Berlin, Paris et Rome ont appelé au respect de l’embargo sur les armes en Libye au risque de sanctions contre les contrevenants. Comment interpréter cette initiative alors que Rome et Paris ne semblaient pas avoir la même vision des solutions à apporter au conflit ?
L’embargo sur les armes en Libye est violé de manière quotidienne et flagrante par la majorité des puissances étrangères qui interviennent en Libye, à leur tête les Emirats arabes unis, la Turquie, la Russie, le Qatar et l’Arabie Saoudite. Ces puissances étrangères qui appellent à son respect livrent des armes et vendent des Rafales, des Mirages et des drones de haute technologie aux acteurs du conflit. Quand Paris, par exemple, appelle au respect de l’embargo, c’est surtout pour pointer du doigt le soutien militaire turc au GNA. Dès lors qu’il s’agit des Emirats arabes unis (EAU), c’est le silence radio ! Or, les Emiratis ont livré des milliers de tonnes de matériels militaires à Haftar depuis 2016. Ils détiennent une base militaire à une centaine de kilomètres au sud de Benghazi dans l’illégalité la plus totale.
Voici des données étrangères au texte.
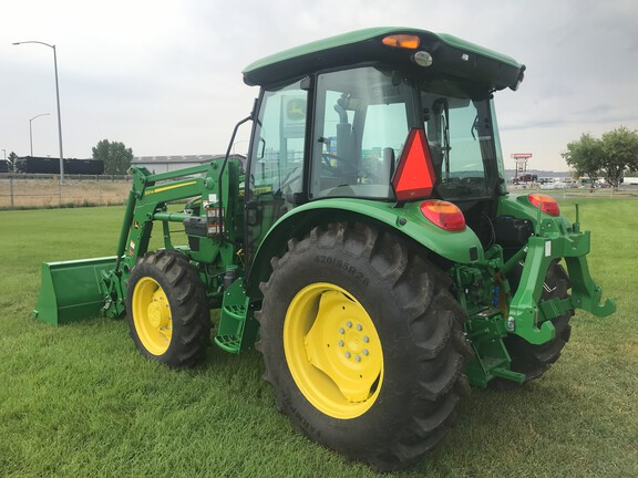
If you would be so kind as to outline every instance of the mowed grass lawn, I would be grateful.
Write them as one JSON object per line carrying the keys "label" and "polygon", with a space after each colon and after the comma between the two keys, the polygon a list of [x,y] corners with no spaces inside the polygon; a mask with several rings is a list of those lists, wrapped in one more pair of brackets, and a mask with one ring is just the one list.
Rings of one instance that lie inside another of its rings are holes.
{"label": "mowed grass lawn", "polygon": [[[572,341],[522,389],[474,389],[442,445],[398,477],[638,476],[638,200],[583,199],[589,266],[618,312],[579,312]],[[560,201],[574,219],[573,201]],[[258,353],[210,349],[174,372],[122,320],[30,318],[40,263],[110,256],[123,207],[0,212],[1,477],[371,477],[297,433]]]}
Depuis 2011, l’ONU ne cesse de dénoncer les violations de l’embargo, mais le Conseil de sécurité ne peut se saisir de cette question de manière ferme. Sur le plan de la surveillance des violations de l’espace maritime, l’opération européenne Eunavfor Med, connue sous le nom d’opération Sophia, avait comme mandat exécutif de contrôler l’embargo sur les armes avec notamment la possibilité d’usage de la force contre les cargos qui transportent des armes vers la Libye. Le mandat de la mission s’est terminé le 31 mars. Pour diverses raisons, le bilan de la mission est très maigre, voire médiocre, avec trois saisies à son actif. L’UE a depuis lancé l’opération Irini pour faire respecter l’embargo sur les armes imposé à la Libye. Il est trop tôt pour évaluer cette mission.

Les Nations unies ont nommé l’Américaine Stephanie Williams envoyée spéciale par intérim en Libye. Est-ce que c’est une reprise en main du dossier libyen par le Conseil de sécurité selon vous ?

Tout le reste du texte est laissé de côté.